Such tales, although valuable for students of self-development, sustain the low-key, respectful tone that runs throughout the text. Ardent notes emerge only when the two men turn to flaws and failures within their own respective traditions. Aitken Roshi laments the failure of Zen to offer a rigorous procedure for character formation and confronts the issue of sexual exploitation in Buddhist centers, a problem that he likens to incest. Brother David lashes out at institutional hierarchy in Christianity (by which he means, presumably, the Vatican) and worries about a growing disinclination among Christians to engage in community service.

The main reason for the lack of electricity, however, is the unwillingness of the two men to lock horns on religious differences.

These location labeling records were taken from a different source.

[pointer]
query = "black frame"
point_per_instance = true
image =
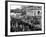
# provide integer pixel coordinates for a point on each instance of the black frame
(6, 18)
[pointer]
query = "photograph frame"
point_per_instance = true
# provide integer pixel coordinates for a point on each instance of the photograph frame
(6, 18)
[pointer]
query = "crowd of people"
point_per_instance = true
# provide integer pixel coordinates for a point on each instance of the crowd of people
(24, 23)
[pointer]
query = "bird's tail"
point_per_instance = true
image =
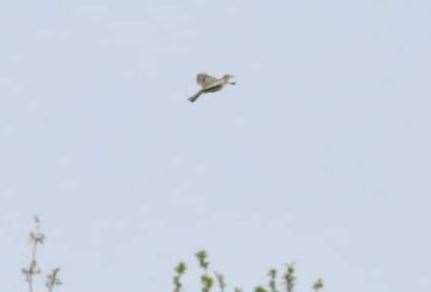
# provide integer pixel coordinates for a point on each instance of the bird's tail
(195, 97)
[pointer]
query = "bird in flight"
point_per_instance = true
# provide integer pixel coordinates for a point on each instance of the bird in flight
(209, 83)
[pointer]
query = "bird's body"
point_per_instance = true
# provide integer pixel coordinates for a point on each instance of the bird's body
(210, 84)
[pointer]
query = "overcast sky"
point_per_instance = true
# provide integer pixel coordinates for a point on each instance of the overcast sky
(319, 156)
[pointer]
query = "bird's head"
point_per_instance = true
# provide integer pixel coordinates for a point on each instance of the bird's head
(228, 79)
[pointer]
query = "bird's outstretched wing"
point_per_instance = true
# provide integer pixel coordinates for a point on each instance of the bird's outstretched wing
(205, 80)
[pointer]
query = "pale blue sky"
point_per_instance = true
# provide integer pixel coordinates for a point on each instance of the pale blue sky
(320, 155)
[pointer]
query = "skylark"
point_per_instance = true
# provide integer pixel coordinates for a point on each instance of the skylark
(211, 84)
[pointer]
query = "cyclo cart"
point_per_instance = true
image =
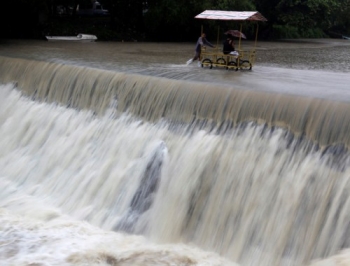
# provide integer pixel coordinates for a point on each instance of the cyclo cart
(245, 58)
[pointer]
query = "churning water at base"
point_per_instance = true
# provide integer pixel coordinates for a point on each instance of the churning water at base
(253, 194)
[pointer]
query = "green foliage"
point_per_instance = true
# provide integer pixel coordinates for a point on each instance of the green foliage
(169, 20)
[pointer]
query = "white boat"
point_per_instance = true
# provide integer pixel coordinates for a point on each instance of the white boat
(79, 38)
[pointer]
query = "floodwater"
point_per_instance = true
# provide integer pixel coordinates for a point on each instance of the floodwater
(121, 154)
(280, 66)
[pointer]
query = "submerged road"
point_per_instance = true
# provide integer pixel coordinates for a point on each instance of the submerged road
(317, 68)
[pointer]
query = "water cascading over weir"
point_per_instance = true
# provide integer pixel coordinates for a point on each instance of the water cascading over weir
(254, 176)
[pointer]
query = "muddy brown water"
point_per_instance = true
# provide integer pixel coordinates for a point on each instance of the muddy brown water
(309, 67)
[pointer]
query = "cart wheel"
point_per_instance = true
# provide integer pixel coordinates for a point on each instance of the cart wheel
(207, 61)
(232, 64)
(245, 64)
(221, 61)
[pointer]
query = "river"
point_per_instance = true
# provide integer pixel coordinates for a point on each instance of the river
(121, 154)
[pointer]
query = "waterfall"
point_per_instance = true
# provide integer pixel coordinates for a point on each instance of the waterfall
(259, 178)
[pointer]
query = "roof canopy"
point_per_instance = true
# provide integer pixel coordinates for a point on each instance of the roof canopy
(231, 15)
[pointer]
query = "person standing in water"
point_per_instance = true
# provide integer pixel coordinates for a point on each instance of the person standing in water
(202, 41)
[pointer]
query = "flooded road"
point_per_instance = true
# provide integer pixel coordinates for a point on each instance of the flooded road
(315, 68)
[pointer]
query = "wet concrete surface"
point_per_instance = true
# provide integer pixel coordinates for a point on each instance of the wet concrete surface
(310, 67)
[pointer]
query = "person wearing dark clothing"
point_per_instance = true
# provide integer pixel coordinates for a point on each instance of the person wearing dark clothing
(229, 46)
(202, 41)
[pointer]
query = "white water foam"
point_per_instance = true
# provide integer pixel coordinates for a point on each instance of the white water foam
(69, 178)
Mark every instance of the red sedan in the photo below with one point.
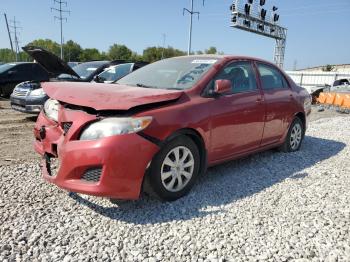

Upon closing the book, readers may well wonder whether Buddhism and Christianity, at least as regards principal points of belief and practice, have not melted together into a portmanteau faith, neither fish nor fowl. To be sure, polite quibbles emerge over knotty terms like nothingness (although Brother David more than once redefines traditional Christian terminology to meet Buddhist objections), and at one time Aitken Roshi suggests that “there are differences we should respect and maybe even celebrate.” Yet the presiding assumption seems to be Brother David’s belief that “both traditions come from the same experiential awareness,” and therefore that key aspects of one religion must find correspondence in the other—a contention that is not shared by most scholars of religion or by the majority of practicing Buddhists or Christians. In order to achieve this parallelism, vast areas of “everyday practice” are omitted from discussion. For example, most Christians would define practice to mean devotional prayer, participation in the sacramental life of the Church, or developing a personal relationship with Jesus Christ, yet these subjects are skirted over or ignored. Moreover, major issues that divide the two religions—matters of ontology, epistemology, teleology, and the like, all of which have the most profound impact on “everyday practice” and cannot be relegated to the dustbin as “theory”—remain un-explored. What Aitken Roshi and Brother David offer instead is an intelligent, instructive discussion limited almost entirely to Buddhist-Christian affinities. Many thanks, then, for a splendid appetizer. We await the main course.